Friday, November 17, 2006

About style


I have been thinking recently about styles of theatre and performance. Especially producing the Feast of New Theatre, I have been watching 6 groups go through rehearsal processes (with the goal of developing the playwright's script) and presentations and the work they have been doing to craft believable and interesting stories and characters.

I have been thinking about the term "theatre installation" and what it suggests - the way in visual arts you go to a gallery and see a body of work usually by one artist or one group working together, yet the pieces of art there don't concern the same characters moving through a linear narrative. Often the works are linked by a broad theme, question or message and aren't meant to be viewed in any particular order or to influence one another very strongly.

This is what I would like to be possible in the theatre as well - a performance that brings many things to light and asks many related questions but not always by showing what happens to one group of people over a certain period of time.

This is obvious to many practitioners of theatre internationally, but in the Christchurch theatre community I really feel a strong predeliction for narrative structure as the only way to express whatever is to be expressed.

Above, Jonathan Rhys-Meyers in Velvet Goldmine, an inspiration for a costume I hope to make for the show...

Saturday, November 04, 2006

Flight Patterns


Today I am thinking up a title, so I can make an ad for the Feast of New Theatre programme. Over the past week and a half, we have co written a poem for use in the play (I have decided to refer to it as a "theatre installation" in publicity materials), and the idea of "flight patterns" came up.

I have been wondering how much the show that is evolving from our time together is really about love, or whether some other ideas are coming through more strongly.
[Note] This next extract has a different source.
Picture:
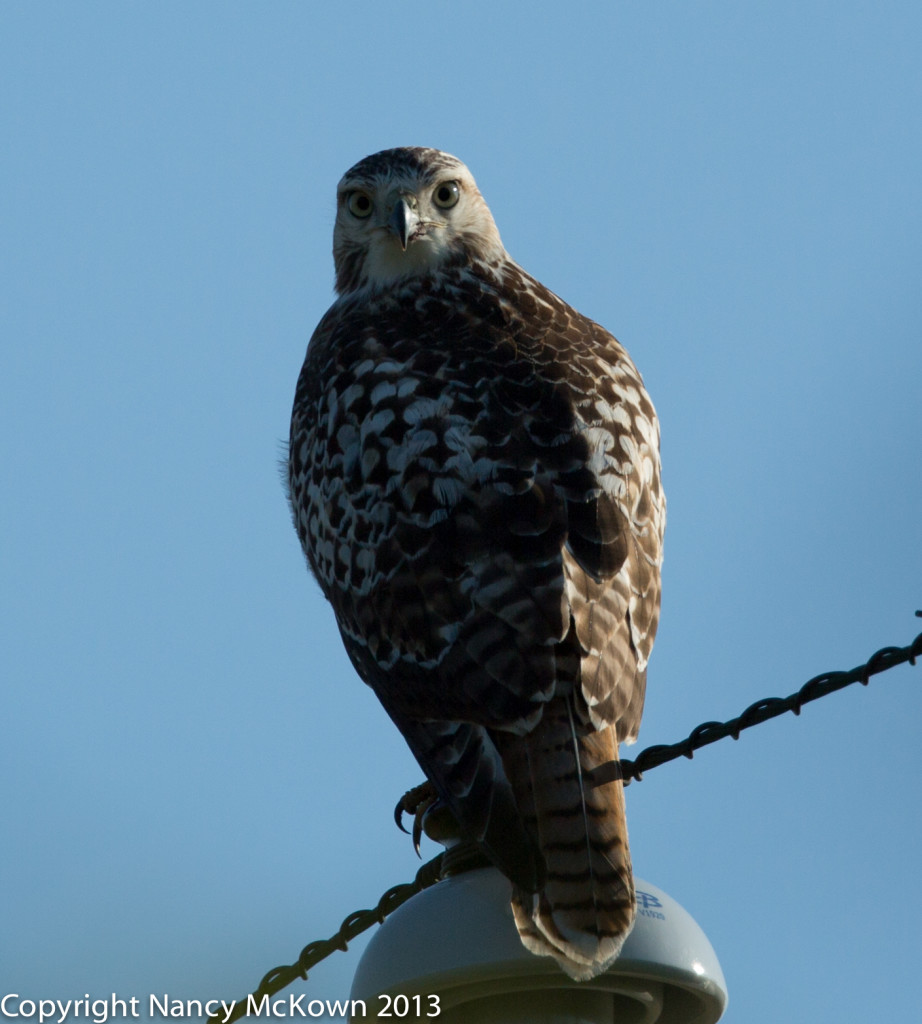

"Flight patterns" seems to capture something about the way we skirt around love, how we look for it, ask for it, try to understand it. I also like the idea of flight, of fleeing, in situations where we are hurt or feel old hurts coming to the surface, or are simply afraid of showing ourselves to another person, or of commitment.

The piece seems to be more about desire, which is interesting when I think about Tweedie's byline to "In the Name of Love" - "a study of human desire" or something. I think all along what has been interesting to me is not so much what love is like, what love is, but rather what we mistake for love, the things we get wrapped up in, the romance, the passion, the idea and expectation of love that can be so different from the reality.

Julieanne: suddenly your launch/birthday present becomes so relevant!